2)従って、台風が60年間、大きく変化せず、どちらかというと最近は台風が小さくなっていることを知っている。この「知っている」というのが重要である。

3)現在の日本の偉い人は民主主義(国民が主人)というのを信じていない。殿様がいる封建主義を信奉しているので「よらしむべし、知らしむべからず」が良いと思っている(一般論)。
4)強いパターナリズムである(家族の中で俺だけが正しいという確信のあるオヤジで、なんでも家族に自分の考えを押し付ける。だから事実も本当のことは言わないという考え。一般論)。
5)権威を第一にし、勲章をもらいたいので、特に定年後は政府や官僚には決して逆らわない(一般論)。
元気象庁長官の場合は、1)、2)は当てはまるが、3)から5)は一般論だ。しかし、自分が知っていることと正反対のことをテレビで言い、そこにいた気象予報士にやや強制するような発言をする理由は、まさに「日本の偉い人」に見られる3)と4)による。勲章も気にはなっていて「差し障りのないことだけを言いたい」という気分もあるのだが、それより本心から「封建主義、パターナリズム」なのである。
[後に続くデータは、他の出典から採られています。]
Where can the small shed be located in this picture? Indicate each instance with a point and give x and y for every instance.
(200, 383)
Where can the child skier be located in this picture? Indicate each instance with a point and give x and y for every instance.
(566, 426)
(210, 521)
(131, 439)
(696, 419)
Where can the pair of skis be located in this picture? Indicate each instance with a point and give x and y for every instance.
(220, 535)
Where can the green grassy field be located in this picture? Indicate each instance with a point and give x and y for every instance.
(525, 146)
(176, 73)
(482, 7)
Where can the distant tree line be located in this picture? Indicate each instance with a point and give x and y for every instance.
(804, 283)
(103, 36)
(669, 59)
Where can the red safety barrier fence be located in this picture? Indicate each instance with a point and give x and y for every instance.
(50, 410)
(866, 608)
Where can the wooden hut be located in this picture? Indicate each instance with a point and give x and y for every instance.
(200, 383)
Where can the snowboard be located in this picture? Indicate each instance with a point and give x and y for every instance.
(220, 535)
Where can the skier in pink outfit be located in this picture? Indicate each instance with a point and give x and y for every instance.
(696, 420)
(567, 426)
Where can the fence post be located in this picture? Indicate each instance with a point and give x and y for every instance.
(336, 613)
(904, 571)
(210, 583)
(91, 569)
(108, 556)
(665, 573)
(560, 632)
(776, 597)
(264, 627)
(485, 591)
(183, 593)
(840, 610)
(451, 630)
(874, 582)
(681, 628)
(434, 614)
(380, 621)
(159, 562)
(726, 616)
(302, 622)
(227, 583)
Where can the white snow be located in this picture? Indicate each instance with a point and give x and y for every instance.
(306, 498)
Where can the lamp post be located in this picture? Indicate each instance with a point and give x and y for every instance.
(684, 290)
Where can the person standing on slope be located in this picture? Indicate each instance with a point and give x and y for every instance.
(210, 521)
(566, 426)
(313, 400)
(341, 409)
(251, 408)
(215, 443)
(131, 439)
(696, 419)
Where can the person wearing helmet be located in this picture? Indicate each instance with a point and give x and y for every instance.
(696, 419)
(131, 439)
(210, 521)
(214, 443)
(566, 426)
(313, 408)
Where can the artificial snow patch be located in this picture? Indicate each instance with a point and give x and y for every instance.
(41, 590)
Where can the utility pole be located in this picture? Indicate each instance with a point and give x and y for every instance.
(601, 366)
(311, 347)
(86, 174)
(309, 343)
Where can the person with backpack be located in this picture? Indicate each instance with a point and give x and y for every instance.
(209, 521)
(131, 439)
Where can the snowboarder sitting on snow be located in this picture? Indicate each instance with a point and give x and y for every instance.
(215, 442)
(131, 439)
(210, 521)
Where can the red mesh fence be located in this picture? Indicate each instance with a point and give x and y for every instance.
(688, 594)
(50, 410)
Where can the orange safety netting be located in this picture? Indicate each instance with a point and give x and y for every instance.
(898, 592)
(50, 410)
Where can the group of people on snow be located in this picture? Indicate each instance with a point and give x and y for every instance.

日本は建前は民主主義(国民一人ひとりが主人で、官は公僕)ということになっているが、それは建前であって、日本人の民度から言えば、そんなことは架空で日本をうまくやっていくには、国民に情報の一部を提供し、あまり考えさせず、NHKに人の良さそうなアナウンサーを配置しておけば、肝心な情報は一部の人だけで独占できる。

それは指導層が豊かになることでもあり、かつ日本が発展するために必要なのだ、と確信している。私も国立大学出身だが、国立大学のトップクラスの人は「俺は優秀だから報われて当然だ」と思っている。「税金で勉強させてもらったのだから、社会に出たら奉仕をする」などという思想はほとんどない。また与えられた問題を解くのは得意で、口先はうまいので、なんでもかわすことぐらい大丈夫という自信もある。
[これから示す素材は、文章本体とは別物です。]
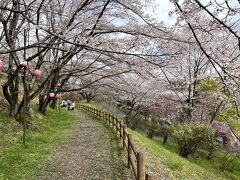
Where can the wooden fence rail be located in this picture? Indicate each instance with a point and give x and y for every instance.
(136, 160)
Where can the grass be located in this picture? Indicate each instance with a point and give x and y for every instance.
(117, 151)
(166, 161)
(170, 165)
(19, 162)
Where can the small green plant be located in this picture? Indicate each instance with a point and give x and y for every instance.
(191, 136)
(151, 125)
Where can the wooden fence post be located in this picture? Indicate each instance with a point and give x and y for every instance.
(129, 149)
(120, 129)
(141, 161)
(150, 176)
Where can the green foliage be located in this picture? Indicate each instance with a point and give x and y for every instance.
(18, 162)
(230, 114)
(151, 125)
(191, 136)
(170, 165)
(208, 86)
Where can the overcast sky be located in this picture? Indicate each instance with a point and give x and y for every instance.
(164, 6)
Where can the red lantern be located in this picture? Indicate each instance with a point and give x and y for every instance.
(37, 72)
(1, 64)
(51, 95)
(58, 95)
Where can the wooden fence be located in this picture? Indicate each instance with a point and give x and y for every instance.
(136, 159)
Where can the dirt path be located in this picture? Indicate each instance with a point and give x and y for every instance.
(91, 153)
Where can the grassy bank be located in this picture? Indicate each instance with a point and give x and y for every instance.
(18, 162)
(168, 164)
(118, 155)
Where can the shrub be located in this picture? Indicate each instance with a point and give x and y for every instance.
(193, 136)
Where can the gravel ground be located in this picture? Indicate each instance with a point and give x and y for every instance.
(91, 153)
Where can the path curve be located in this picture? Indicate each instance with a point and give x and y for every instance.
(92, 153)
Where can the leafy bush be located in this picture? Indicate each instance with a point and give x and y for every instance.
(192, 136)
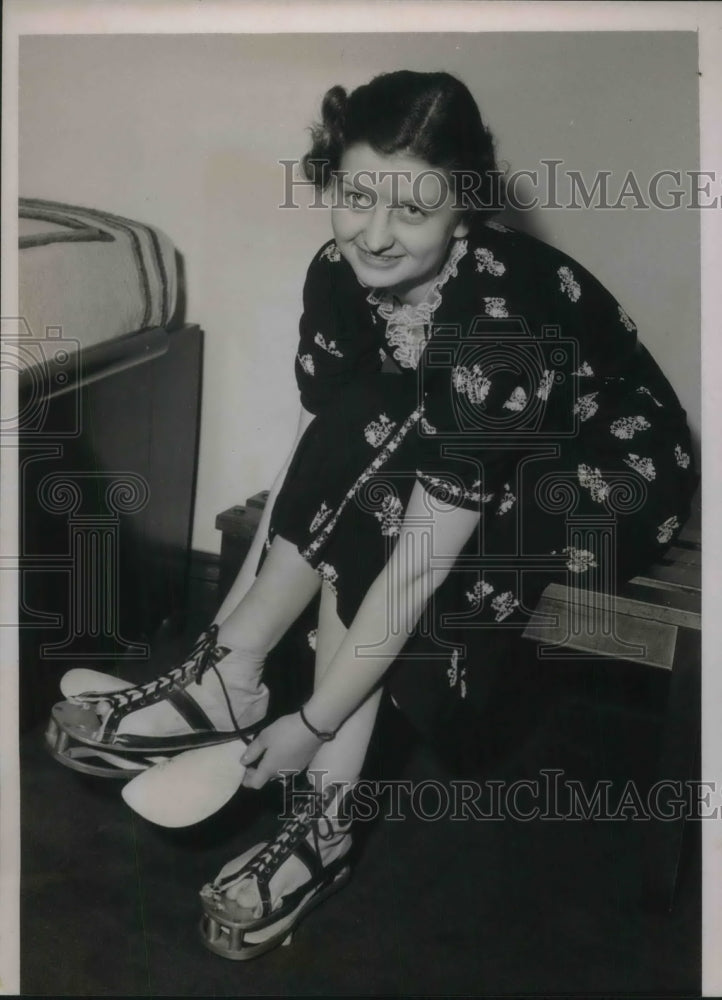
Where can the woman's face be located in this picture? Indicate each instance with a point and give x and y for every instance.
(393, 220)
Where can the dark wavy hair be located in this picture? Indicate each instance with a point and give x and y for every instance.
(430, 116)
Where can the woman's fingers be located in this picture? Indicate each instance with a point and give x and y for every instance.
(254, 750)
(255, 777)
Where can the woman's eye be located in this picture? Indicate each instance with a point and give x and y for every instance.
(413, 212)
(358, 199)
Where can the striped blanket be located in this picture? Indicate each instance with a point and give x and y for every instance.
(94, 275)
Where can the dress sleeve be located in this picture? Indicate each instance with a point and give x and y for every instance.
(337, 338)
(540, 348)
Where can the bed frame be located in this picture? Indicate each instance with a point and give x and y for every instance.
(108, 442)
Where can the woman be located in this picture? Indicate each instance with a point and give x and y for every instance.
(476, 414)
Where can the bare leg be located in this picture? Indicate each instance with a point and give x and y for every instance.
(339, 760)
(280, 592)
(283, 588)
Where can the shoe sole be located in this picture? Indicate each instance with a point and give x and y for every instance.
(122, 762)
(225, 937)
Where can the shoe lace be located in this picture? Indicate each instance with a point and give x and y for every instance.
(205, 655)
(309, 817)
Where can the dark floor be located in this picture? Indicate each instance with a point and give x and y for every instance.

だから、彼らは「ウソをつく(知っているのに違うことをいう)」というのが正しい(ウソも方便)」と確信しているのだ。ウソをついていけないと思っていると、顔に出たり、それがストレスになったりするのだが、「正しく嘘をついている。嘘をつかなければこの社会は成り立たない」という確信があるから、人には分からない。
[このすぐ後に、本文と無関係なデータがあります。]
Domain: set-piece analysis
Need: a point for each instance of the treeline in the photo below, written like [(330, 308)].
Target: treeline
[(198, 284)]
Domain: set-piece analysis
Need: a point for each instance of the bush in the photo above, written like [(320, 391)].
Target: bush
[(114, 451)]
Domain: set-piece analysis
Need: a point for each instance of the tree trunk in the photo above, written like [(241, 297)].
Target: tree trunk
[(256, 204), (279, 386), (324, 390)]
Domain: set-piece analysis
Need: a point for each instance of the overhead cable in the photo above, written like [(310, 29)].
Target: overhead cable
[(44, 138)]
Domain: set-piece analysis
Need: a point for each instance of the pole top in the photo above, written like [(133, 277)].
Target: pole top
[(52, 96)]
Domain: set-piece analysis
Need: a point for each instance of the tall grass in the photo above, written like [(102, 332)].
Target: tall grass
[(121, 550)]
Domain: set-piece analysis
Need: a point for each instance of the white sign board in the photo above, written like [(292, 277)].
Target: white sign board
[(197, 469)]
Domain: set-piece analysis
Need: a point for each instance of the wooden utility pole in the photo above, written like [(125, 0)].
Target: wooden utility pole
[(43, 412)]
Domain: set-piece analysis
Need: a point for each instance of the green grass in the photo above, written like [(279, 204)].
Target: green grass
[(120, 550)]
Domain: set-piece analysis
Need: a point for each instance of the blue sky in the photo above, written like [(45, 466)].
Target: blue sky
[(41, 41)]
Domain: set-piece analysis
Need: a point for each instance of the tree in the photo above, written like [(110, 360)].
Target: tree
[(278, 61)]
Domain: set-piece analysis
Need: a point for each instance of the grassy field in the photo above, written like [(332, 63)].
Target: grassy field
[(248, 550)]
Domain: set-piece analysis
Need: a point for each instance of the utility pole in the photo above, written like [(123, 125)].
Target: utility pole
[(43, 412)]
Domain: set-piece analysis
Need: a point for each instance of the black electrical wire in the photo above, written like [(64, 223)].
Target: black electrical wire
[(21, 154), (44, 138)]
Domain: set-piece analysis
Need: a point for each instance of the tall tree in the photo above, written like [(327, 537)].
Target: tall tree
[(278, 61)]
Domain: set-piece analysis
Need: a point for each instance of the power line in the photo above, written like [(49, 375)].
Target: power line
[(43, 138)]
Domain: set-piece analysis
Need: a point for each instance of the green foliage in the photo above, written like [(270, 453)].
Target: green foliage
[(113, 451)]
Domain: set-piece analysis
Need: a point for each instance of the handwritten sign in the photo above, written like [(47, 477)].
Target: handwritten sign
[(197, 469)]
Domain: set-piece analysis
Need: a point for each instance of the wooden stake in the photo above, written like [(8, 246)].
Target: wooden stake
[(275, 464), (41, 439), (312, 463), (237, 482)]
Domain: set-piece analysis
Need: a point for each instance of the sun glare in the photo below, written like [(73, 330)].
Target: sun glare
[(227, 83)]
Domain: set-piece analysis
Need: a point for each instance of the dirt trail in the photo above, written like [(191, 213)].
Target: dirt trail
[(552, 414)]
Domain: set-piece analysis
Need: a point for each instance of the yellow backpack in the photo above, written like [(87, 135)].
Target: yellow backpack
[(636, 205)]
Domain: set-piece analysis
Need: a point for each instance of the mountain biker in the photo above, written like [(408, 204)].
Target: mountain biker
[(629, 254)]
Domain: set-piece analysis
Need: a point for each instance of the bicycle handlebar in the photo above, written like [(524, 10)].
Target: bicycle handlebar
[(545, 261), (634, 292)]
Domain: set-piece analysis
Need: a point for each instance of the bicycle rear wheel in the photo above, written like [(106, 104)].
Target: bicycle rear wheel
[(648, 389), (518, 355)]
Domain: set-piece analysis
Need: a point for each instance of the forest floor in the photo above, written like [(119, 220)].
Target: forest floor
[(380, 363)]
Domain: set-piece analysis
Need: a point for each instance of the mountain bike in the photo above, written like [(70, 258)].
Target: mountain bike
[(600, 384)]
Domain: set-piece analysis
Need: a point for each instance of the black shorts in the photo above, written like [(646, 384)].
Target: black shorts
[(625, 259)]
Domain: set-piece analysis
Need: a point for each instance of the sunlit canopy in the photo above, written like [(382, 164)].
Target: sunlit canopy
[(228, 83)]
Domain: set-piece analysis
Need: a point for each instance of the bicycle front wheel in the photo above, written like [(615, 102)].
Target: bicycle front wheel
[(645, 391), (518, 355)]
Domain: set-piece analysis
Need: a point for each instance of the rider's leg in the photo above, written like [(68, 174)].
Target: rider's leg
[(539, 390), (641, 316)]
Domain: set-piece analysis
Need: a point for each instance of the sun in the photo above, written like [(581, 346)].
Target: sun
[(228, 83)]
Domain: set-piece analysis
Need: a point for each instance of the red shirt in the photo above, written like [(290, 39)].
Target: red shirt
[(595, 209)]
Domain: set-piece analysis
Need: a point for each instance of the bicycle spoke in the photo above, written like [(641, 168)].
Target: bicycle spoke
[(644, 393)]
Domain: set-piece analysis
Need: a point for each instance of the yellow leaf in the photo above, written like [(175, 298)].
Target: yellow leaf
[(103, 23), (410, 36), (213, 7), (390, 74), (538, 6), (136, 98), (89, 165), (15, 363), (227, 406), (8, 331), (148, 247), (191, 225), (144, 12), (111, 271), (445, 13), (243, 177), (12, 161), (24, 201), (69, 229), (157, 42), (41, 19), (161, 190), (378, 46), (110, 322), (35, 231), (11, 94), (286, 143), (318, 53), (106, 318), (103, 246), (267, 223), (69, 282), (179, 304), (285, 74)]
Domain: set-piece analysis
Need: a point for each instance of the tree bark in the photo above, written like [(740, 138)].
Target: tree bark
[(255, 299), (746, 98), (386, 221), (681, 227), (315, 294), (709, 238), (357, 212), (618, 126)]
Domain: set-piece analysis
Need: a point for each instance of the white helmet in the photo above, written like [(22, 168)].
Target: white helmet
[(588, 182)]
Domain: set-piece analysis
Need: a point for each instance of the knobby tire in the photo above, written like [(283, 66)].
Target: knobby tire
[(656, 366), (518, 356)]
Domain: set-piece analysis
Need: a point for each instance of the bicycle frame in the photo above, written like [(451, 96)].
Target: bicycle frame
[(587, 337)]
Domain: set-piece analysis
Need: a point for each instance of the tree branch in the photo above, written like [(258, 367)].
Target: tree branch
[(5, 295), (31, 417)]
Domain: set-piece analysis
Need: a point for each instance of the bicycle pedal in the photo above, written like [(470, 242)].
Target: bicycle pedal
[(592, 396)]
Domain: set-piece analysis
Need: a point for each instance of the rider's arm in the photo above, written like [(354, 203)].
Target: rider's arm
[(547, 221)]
特に、日常的にあまりウソをつかない人から見ると、テレビに出る偉い人が確信に満ちていうので、そう思っていると信じてしまう。テレビのウソを見分ける第一のことは、「偉い人はウソをつく。ウソをつくのが正しいと信じている」ということを知ることだ。

だから、まず慣れないうちは「テレビに出る偉い人の言ったことはウソである」と考えるのもテレビから事実を知る一つの方法と思う。